Thus also M. de Brosses, if he could have returned to Rome in 1846, would have found there, by the admission of the Count de Rayneval himself, the worst government in Europe.
And thus the most absolute of governments, as M. de Tournon calls it, still existed in Rome in 1846.
Up to the 16th of June, 1846, Catholicity owned the six millions of acres of which the Roman territory consists; the Pope was the administrator, the guardian, the steward; and the citizens of the State seem to have been the ploughmen.
Up to this era of deliverance, a systematic despotism had deprived the subjects of the Pope, not only of all participation in public affairs, but of the simplest and most legitimate liberties, of the most innocuous progress, and even—I shudder as I write it—of recourse to the laws. The whim of one man had arbitrarily reversed the decisions of the courts of law. And lastly, an incapable and disorderly caste had wasted the public finances without rendering an account to any one, occasionally even without rendering it to themselves. All these statements must be believed, because it is the Count de Rayneval who makes them.
Before proceeding, I maintain that this state of things, now admitted by the apologists of the Papacy, justifies all the discontent of the subjects of the Pope, all their complaints, all their recriminations, all their outbreaks previous to 1846.
But let me ask this question. Is it true that, since 1846, the Papal Government has ceased to be the worst in Europe?
If you can show me a worse, I will go and announce the discovery at Rome, and I rather fancy I shall considerably astonish the Romans.

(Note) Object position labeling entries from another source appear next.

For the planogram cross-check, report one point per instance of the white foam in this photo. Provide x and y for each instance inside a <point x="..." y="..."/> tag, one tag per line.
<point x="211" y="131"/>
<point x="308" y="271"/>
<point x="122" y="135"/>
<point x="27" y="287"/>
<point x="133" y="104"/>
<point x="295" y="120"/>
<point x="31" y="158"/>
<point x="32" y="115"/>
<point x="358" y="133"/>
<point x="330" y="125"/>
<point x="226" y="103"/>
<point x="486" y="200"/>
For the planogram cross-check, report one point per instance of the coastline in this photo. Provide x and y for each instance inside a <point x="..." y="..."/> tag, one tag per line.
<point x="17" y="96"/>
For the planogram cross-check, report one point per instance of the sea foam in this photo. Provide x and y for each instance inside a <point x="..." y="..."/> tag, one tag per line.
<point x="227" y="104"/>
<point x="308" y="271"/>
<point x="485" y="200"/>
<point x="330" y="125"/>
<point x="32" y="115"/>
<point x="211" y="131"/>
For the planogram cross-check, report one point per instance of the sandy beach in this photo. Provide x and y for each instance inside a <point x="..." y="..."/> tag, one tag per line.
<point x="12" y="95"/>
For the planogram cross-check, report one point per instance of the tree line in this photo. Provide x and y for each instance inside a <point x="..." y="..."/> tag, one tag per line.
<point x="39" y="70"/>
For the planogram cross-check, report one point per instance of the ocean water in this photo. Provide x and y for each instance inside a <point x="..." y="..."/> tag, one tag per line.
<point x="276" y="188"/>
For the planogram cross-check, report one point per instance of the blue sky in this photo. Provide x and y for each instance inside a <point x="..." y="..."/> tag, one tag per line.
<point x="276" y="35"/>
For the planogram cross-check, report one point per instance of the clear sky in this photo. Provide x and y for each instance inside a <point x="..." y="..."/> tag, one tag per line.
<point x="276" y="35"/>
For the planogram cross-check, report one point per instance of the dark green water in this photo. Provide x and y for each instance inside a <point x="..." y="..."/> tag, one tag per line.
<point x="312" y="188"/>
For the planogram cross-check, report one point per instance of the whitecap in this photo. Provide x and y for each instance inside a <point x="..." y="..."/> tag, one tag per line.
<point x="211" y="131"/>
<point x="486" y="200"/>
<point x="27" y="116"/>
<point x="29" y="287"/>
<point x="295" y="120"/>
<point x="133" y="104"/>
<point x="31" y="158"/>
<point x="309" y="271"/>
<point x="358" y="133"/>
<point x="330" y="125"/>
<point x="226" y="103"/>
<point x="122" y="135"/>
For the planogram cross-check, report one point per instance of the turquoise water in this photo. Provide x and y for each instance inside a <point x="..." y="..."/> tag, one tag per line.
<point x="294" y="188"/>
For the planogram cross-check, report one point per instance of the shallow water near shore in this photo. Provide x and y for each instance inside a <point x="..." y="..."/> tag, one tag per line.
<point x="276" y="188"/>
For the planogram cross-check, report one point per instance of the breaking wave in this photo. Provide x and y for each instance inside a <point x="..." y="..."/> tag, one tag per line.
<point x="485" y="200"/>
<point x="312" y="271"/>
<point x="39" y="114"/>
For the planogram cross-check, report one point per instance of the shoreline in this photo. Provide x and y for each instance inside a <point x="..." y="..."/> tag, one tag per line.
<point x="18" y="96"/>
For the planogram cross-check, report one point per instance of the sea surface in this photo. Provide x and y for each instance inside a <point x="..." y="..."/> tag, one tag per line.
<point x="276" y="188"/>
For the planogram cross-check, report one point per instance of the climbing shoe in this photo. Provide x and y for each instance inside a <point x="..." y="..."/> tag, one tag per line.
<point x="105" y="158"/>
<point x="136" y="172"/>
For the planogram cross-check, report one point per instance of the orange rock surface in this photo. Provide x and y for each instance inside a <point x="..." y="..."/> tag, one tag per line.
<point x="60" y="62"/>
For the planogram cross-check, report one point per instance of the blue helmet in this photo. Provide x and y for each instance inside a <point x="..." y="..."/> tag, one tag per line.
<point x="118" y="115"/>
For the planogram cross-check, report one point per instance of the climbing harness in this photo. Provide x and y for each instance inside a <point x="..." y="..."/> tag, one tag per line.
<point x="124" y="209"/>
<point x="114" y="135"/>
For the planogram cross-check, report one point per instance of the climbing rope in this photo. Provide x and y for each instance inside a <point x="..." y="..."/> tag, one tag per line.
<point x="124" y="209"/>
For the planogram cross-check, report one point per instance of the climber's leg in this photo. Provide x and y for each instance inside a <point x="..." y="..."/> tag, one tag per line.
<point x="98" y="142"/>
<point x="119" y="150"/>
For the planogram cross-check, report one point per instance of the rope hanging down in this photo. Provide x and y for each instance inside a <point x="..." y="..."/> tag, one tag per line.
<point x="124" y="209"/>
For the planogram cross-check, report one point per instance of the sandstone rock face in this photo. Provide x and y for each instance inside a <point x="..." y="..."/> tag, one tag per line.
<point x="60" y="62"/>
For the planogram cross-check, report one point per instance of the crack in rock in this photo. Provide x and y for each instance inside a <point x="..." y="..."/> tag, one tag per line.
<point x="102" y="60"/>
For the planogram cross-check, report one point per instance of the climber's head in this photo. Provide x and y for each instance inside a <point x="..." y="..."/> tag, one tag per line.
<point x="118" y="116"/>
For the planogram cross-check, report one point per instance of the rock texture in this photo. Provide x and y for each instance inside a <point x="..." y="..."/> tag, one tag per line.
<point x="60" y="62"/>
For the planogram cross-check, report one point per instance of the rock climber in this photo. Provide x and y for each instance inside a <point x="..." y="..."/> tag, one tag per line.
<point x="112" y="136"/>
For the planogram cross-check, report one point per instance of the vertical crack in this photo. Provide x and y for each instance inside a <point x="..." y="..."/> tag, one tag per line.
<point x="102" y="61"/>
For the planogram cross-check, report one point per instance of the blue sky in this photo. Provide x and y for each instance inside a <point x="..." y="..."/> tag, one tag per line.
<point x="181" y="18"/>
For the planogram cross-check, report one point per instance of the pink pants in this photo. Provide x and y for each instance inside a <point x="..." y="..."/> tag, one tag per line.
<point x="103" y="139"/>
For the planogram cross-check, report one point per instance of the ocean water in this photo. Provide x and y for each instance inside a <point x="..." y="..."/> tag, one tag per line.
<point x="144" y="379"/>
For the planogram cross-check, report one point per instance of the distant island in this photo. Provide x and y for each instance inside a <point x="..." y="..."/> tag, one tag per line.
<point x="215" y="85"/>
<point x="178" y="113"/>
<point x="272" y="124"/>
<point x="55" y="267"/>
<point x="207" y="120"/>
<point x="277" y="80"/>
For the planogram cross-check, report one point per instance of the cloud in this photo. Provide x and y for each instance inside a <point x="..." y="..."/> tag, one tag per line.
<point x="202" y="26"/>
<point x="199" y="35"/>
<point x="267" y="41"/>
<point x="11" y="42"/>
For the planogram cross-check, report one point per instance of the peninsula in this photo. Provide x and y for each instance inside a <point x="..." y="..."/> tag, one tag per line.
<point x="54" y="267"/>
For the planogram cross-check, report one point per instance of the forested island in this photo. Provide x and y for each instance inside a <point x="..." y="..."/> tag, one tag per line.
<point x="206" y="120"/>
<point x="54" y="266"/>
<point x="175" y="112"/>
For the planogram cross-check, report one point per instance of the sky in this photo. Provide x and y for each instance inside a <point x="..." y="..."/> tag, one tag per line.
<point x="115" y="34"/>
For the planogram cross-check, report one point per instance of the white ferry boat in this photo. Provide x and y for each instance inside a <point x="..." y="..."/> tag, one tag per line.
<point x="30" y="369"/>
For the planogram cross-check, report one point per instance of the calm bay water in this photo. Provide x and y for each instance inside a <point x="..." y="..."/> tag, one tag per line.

Is the absolute authority of the Papacy limited in any way but by the individual virtues of the Pope? No.
Does the Constitution of 1848, or the Motu Proprio of 1849, set limits to this authority? No. The first has been torn up, the second never observed.
Has the Pope renounced his title of administrator, or irresponsible guardian of the patrimony of Catholicism? Never.
Is the management of public affairs exclusively in the hand of prelates? As much so as ever.
Are the higher posts in the State still by law interdicted to laymen? Not by law, but in fact they are.
Are the different powers still confounded in practice? More so than they ever were. The governors of cities act as judges, and the bishops as public administrators.
Has the Pope abandoned any portion of his infallibility as to worldly matters? None whatever.
Has he deprived himself of the right of overruling the decisions of the Courts of Appeal? No.
Has the Cardinal Secretary of State ceased to be a reigning Minister? He reigns as absolutely as ever; and the other ministers are more like footmen than clerks to him. They may be seen any morning waiting in his antechamber.